Split kick to the two on his sides. Backflip kick to the one in front.

Before the rest could process it, he dropped the last three. Adrian landed light, slicking his hair back with one hand.

"That all you've got?"

"Oh nah. We've got a lot more, Golden Boy."

Aaron's voice cut in. Twenty more stepped forward.

"Fuck. This is gonna take a while." Adrian muttered, smiling. "But I can't let them get near that hospital. Not under any circumstances."

---

*Cut to Austin's house*

Austin was tutoring Eva on circle geometry. Mark scrolled through a novel on his phone. He'd asked Austin how to train his vision earlier, but Austin told him to wait until Eva's session was over.

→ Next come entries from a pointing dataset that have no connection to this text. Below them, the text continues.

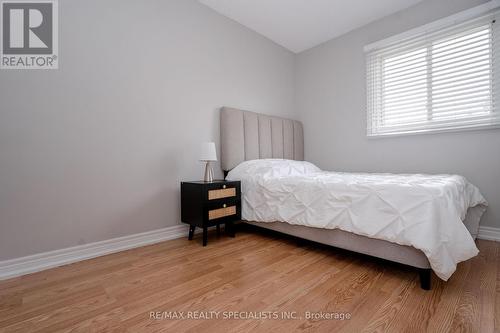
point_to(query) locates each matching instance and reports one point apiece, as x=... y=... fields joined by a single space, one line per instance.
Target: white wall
x=331 y=101
x=97 y=149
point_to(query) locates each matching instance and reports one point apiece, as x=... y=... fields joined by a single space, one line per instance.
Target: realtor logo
x=29 y=35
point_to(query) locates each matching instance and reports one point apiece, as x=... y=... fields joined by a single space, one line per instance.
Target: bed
x=265 y=153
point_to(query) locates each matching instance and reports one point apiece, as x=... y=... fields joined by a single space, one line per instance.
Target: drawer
x=221 y=212
x=221 y=193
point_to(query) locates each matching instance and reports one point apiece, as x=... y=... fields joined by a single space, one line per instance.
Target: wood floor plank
x=253 y=273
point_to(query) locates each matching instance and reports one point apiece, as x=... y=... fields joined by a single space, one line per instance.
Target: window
x=435 y=81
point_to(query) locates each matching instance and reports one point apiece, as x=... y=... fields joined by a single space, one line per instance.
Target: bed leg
x=425 y=278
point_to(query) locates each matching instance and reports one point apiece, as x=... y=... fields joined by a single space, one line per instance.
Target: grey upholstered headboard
x=248 y=135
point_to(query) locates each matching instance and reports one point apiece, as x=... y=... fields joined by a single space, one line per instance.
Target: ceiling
x=301 y=24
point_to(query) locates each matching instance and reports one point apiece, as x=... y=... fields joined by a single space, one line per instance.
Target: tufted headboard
x=248 y=135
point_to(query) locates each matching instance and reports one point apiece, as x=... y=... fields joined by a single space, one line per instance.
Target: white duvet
x=423 y=211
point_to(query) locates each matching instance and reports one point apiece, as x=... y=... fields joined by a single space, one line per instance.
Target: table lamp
x=208 y=154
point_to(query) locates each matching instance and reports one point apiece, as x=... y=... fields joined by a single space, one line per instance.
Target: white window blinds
x=435 y=81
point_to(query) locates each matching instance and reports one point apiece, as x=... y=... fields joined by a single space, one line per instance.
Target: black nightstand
x=206 y=204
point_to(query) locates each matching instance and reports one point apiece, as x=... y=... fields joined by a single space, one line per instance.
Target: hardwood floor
x=258 y=272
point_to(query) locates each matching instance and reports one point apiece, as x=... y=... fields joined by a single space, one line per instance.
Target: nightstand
x=205 y=204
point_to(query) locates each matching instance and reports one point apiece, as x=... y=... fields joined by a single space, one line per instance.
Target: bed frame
x=247 y=135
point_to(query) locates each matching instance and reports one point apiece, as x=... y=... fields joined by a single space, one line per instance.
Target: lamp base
x=209 y=173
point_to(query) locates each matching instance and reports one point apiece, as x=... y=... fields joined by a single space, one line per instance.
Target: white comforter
x=423 y=211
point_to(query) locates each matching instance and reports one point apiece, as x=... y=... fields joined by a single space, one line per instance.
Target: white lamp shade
x=208 y=152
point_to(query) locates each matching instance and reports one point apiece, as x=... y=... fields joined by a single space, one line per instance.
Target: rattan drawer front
x=221 y=212
x=223 y=193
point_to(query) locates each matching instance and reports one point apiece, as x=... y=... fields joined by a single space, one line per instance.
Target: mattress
x=422 y=211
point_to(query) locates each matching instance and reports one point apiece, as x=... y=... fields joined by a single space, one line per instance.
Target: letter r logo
x=27 y=27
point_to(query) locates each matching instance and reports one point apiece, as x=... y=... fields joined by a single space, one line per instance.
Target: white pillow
x=273 y=168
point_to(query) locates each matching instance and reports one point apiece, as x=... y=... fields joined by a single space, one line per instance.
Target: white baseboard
x=39 y=262
x=489 y=233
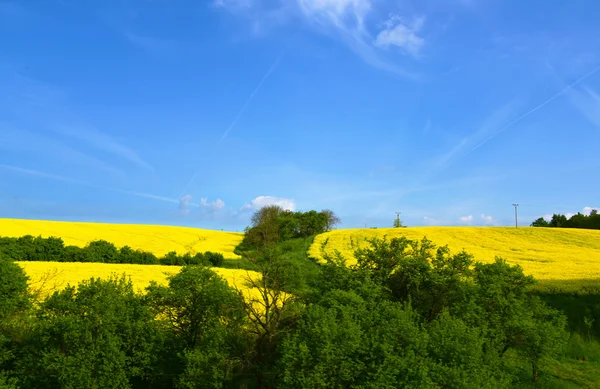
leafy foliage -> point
(272, 224)
(579, 220)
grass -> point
(156, 239)
(564, 260)
(46, 277)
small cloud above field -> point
(262, 201)
(488, 220)
(466, 219)
(215, 205)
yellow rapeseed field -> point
(156, 239)
(50, 276)
(562, 258)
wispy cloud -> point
(488, 220)
(60, 178)
(587, 101)
(534, 109)
(348, 20)
(402, 35)
(152, 45)
(355, 23)
(466, 219)
(103, 142)
(239, 113)
(262, 201)
(12, 139)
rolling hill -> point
(157, 239)
(564, 259)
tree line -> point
(579, 220)
(30, 248)
(272, 224)
(408, 314)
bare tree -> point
(270, 312)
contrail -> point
(543, 104)
(55, 177)
(241, 111)
(254, 92)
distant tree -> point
(398, 222)
(98, 335)
(558, 220)
(102, 251)
(331, 220)
(264, 230)
(14, 295)
(215, 259)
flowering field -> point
(561, 258)
(46, 277)
(157, 239)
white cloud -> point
(215, 205)
(262, 201)
(104, 142)
(466, 219)
(402, 35)
(349, 21)
(487, 219)
(232, 4)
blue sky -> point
(197, 113)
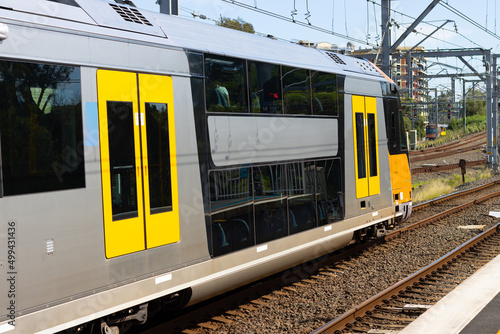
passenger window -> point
(232, 210)
(226, 84)
(270, 202)
(324, 93)
(40, 128)
(265, 87)
(301, 201)
(296, 91)
(329, 191)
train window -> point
(66, 2)
(195, 61)
(395, 126)
(270, 202)
(160, 187)
(324, 93)
(360, 144)
(41, 128)
(301, 200)
(329, 195)
(232, 210)
(226, 84)
(296, 91)
(122, 160)
(372, 144)
(265, 87)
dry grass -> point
(440, 187)
(432, 190)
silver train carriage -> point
(150, 161)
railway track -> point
(441, 168)
(481, 136)
(463, 146)
(400, 304)
(300, 286)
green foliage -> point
(237, 24)
(475, 107)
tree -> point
(237, 24)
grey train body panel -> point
(63, 276)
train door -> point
(364, 111)
(138, 161)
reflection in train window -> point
(301, 201)
(232, 210)
(226, 84)
(324, 93)
(270, 202)
(41, 128)
(329, 191)
(253, 205)
(372, 145)
(160, 186)
(265, 87)
(296, 91)
(122, 159)
(360, 144)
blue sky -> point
(360, 20)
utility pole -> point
(465, 106)
(170, 7)
(386, 37)
(452, 92)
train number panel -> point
(138, 161)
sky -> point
(359, 21)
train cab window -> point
(40, 128)
(270, 202)
(395, 129)
(296, 91)
(324, 93)
(301, 201)
(265, 87)
(66, 2)
(329, 195)
(232, 210)
(226, 84)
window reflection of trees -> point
(272, 201)
(226, 88)
(41, 127)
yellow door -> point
(364, 110)
(138, 161)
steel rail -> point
(347, 319)
(440, 168)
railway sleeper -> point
(372, 232)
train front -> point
(398, 155)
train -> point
(150, 162)
(434, 132)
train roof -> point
(112, 20)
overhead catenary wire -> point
(433, 25)
(304, 24)
(468, 19)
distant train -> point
(433, 131)
(150, 162)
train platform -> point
(471, 308)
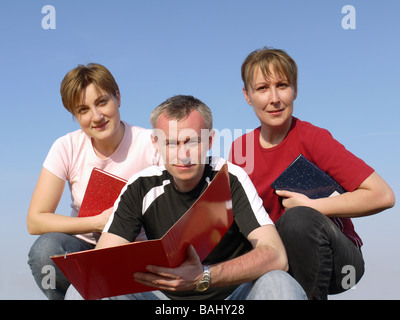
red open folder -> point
(101, 192)
(107, 272)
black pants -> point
(321, 258)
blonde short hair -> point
(77, 79)
(269, 60)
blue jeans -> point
(318, 252)
(47, 245)
(273, 285)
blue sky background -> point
(348, 83)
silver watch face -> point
(202, 285)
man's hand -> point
(184, 277)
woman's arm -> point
(41, 213)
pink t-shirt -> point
(72, 158)
(317, 145)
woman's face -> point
(98, 115)
(272, 98)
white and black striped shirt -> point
(151, 200)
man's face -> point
(183, 145)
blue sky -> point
(348, 83)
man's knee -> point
(277, 285)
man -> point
(249, 260)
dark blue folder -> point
(304, 177)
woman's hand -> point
(101, 220)
(293, 199)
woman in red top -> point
(318, 234)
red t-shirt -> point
(317, 145)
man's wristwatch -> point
(204, 283)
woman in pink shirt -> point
(91, 94)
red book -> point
(108, 272)
(101, 192)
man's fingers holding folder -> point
(180, 278)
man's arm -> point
(268, 254)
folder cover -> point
(107, 272)
(101, 192)
(304, 177)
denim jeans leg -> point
(317, 251)
(273, 285)
(73, 294)
(47, 245)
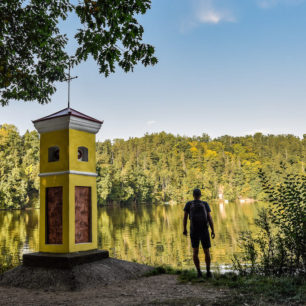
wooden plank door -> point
(82, 214)
(54, 215)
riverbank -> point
(115, 282)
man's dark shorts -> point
(202, 236)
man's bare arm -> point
(211, 224)
(185, 223)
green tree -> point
(32, 48)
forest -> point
(158, 167)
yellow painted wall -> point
(82, 139)
(68, 142)
(56, 138)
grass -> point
(250, 289)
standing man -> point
(199, 215)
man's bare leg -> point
(207, 261)
(196, 261)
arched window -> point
(82, 154)
(53, 154)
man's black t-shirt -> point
(187, 209)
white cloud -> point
(207, 12)
(151, 122)
(266, 4)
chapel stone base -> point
(63, 261)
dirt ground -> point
(154, 290)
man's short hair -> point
(197, 192)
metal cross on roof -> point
(68, 79)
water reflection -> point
(148, 233)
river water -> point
(150, 234)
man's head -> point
(197, 194)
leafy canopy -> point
(32, 48)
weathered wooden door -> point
(82, 214)
(54, 215)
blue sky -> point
(225, 67)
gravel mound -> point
(90, 275)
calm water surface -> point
(149, 234)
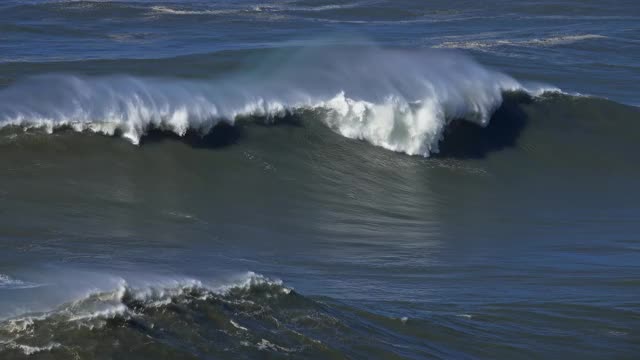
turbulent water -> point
(315, 179)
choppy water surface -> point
(316, 179)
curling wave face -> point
(399, 100)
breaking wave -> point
(399, 100)
(130, 304)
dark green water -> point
(306, 179)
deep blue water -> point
(317, 179)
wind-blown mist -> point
(400, 100)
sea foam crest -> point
(398, 100)
(126, 300)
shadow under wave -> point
(467, 140)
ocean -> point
(319, 179)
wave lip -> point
(398, 100)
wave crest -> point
(399, 100)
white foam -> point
(173, 11)
(97, 305)
(401, 101)
(534, 42)
(7, 282)
(238, 326)
(30, 350)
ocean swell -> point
(398, 100)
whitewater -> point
(399, 100)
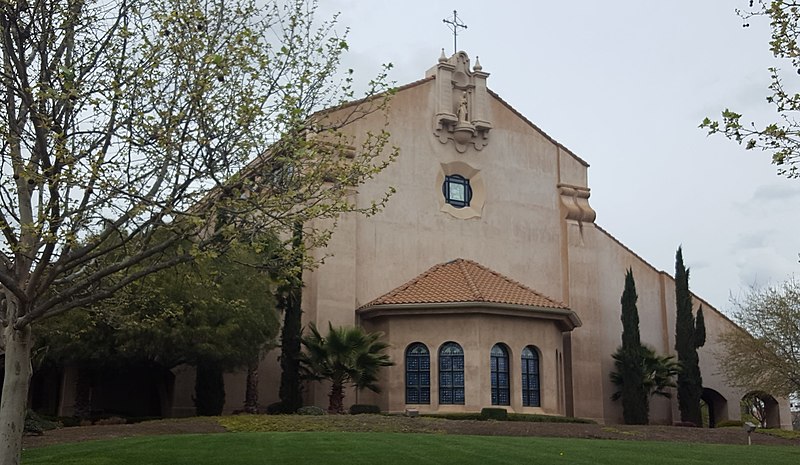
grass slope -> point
(394, 449)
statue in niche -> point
(463, 114)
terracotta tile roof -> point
(462, 281)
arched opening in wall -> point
(132, 391)
(761, 408)
(714, 406)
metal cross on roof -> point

Time moved fast. For what should've been the most boring, complex topic, Austin made it sound easy and even fun. Before Mark knew it, the lesson was over.

"Alright, we're done for the day," Austin said, smiling.

"Really? I was just starting to enjoy it," Eva pouted, playful.

"Then pay for more hours next time," Austin replied politely.

"Won't you tutor me instead?" Eva teased.

"No."

Austin's answer was immediate.

"Don't you think that was a little fast?" Eva pouted harder.

"Not really." Austin was already heading for the door. "Come on, Mark. Time to introduce you to the training you'll be doing this week."